Пока Никулин ходил за стульями, всех приведенных в комнату Юровский расставил вдоль стены: Боткина в правый угол, Харитонова и Труппа — в левый, впереди — царя, царицу и наследника, за ними — дочерей. Горничная Демидова оказалась рядом с Боткиным.
Принесли три стула. На них сели государь, наследник, государыня.
Юровский вынул из нагрудного кармана френча решение Уралсовета.
— Господа Романовы! Вот это — решение Уральского Совета рабочих, крестьянских и солдатских депутатов. Вы приговариваетесь к смертной казни через расстрел.
Наемники, уже вошедшие в дверь из соседней комнаты, стали в два ряда за спиной Юровского. Правая рука Юровского была в кармане, и едва он закончил читать, как выхватил револьвер.
Пуля разорвала сердце государя. Он упал, и в этот же момент загремели выстрелы убийц. Хмельным был не один Ермаков, поэтому пули летели не только в тех, кого убивали, но и в стены. Они попадали в деревянную заднюю стенку и в боковые кирпичные, отскакивали от них, летали по комнате, как живые.
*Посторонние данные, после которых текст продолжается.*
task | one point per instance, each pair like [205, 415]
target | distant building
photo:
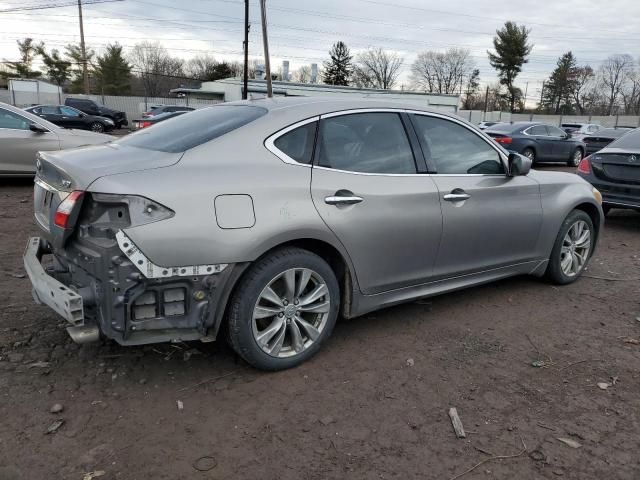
[230, 89]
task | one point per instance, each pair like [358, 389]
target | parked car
[166, 109]
[538, 142]
[23, 134]
[69, 117]
[149, 121]
[615, 171]
[602, 138]
[92, 108]
[579, 130]
[236, 215]
[484, 125]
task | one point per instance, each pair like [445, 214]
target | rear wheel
[572, 248]
[97, 127]
[576, 157]
[284, 309]
[530, 154]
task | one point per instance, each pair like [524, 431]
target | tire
[565, 244]
[96, 127]
[576, 157]
[277, 318]
[529, 153]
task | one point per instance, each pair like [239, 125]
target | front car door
[18, 144]
[367, 188]
[490, 220]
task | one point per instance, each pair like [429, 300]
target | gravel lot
[372, 404]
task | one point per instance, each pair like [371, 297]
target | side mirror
[34, 127]
[518, 164]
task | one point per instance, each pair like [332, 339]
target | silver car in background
[23, 134]
[266, 219]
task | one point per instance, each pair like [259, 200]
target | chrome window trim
[269, 143]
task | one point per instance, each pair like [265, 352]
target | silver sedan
[267, 219]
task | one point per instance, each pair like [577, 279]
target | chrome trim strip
[151, 270]
[269, 143]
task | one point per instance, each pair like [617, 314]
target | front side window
[13, 120]
[454, 149]
[298, 143]
[367, 143]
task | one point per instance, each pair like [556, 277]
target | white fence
[477, 116]
[133, 106]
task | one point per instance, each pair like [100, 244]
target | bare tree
[377, 68]
[442, 72]
[159, 71]
[614, 74]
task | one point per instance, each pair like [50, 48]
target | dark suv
[92, 108]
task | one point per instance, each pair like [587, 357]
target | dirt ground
[372, 404]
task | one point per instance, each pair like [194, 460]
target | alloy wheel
[291, 312]
[575, 248]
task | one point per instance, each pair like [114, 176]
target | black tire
[576, 157]
[530, 153]
[97, 127]
[554, 271]
[247, 293]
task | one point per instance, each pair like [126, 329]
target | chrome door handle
[335, 200]
[456, 197]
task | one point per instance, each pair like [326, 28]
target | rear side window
[298, 143]
[367, 143]
[184, 132]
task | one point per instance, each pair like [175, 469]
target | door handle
[342, 200]
[457, 197]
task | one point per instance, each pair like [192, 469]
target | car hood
[77, 168]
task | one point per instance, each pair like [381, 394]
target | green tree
[57, 69]
[338, 69]
[112, 71]
[560, 88]
[74, 54]
[511, 52]
[23, 67]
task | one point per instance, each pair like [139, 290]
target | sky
[303, 32]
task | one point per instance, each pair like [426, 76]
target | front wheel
[572, 248]
[284, 308]
[576, 157]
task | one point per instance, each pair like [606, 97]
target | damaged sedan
[264, 220]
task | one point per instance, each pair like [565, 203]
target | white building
[230, 89]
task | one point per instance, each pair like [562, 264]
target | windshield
[193, 128]
[630, 141]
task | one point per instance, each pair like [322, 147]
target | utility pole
[85, 73]
[245, 80]
[265, 41]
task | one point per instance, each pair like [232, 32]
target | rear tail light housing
[584, 166]
[66, 208]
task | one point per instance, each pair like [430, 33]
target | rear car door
[490, 220]
[367, 188]
[18, 144]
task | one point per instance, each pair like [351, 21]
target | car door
[543, 143]
[562, 145]
[489, 220]
[366, 187]
[18, 144]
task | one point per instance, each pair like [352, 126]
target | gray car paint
[18, 147]
[398, 244]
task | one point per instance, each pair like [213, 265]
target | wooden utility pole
[245, 80]
[265, 41]
[85, 73]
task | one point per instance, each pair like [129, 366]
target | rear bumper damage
[108, 287]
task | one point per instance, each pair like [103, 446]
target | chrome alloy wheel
[575, 249]
[291, 312]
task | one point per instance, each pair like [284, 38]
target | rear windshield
[630, 140]
[194, 128]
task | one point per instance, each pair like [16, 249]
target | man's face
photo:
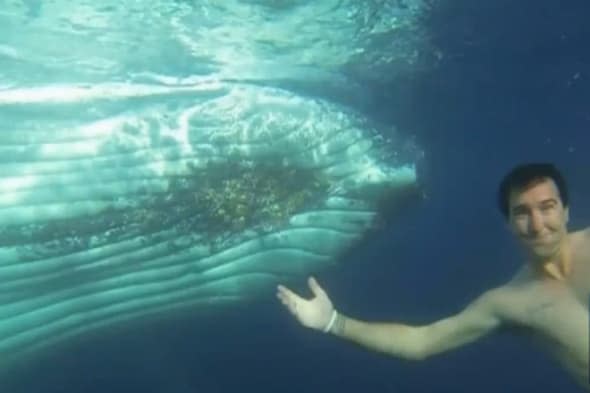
[538, 218]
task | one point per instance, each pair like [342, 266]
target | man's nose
[536, 223]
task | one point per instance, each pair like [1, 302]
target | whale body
[121, 202]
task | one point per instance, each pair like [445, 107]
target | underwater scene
[165, 166]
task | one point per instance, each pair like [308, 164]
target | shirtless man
[548, 297]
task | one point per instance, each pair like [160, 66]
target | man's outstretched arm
[397, 339]
[419, 342]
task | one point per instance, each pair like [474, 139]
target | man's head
[534, 200]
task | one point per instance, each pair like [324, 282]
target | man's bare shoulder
[510, 299]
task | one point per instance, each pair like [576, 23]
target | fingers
[315, 287]
[288, 298]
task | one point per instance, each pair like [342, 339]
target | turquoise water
[165, 164]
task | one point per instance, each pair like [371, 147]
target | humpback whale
[121, 201]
Пули отскакивали и от корсетов княжон, где были спрятаны драгоценности, увязали в подушке Анны Демидовой, которой она закрывалась от выстрелов.
Убийцы, стоявшие в два ряда, мешали один другому, толкались, кричали что-то невнятное, с удивлением и ужасом видя, что пули летают по комнате, грозя и самим убийцам. От выстрелов в комнате сразу же скопился дым, смрадно запахло. Истошные крики Демидовой разрезали угарный воздух.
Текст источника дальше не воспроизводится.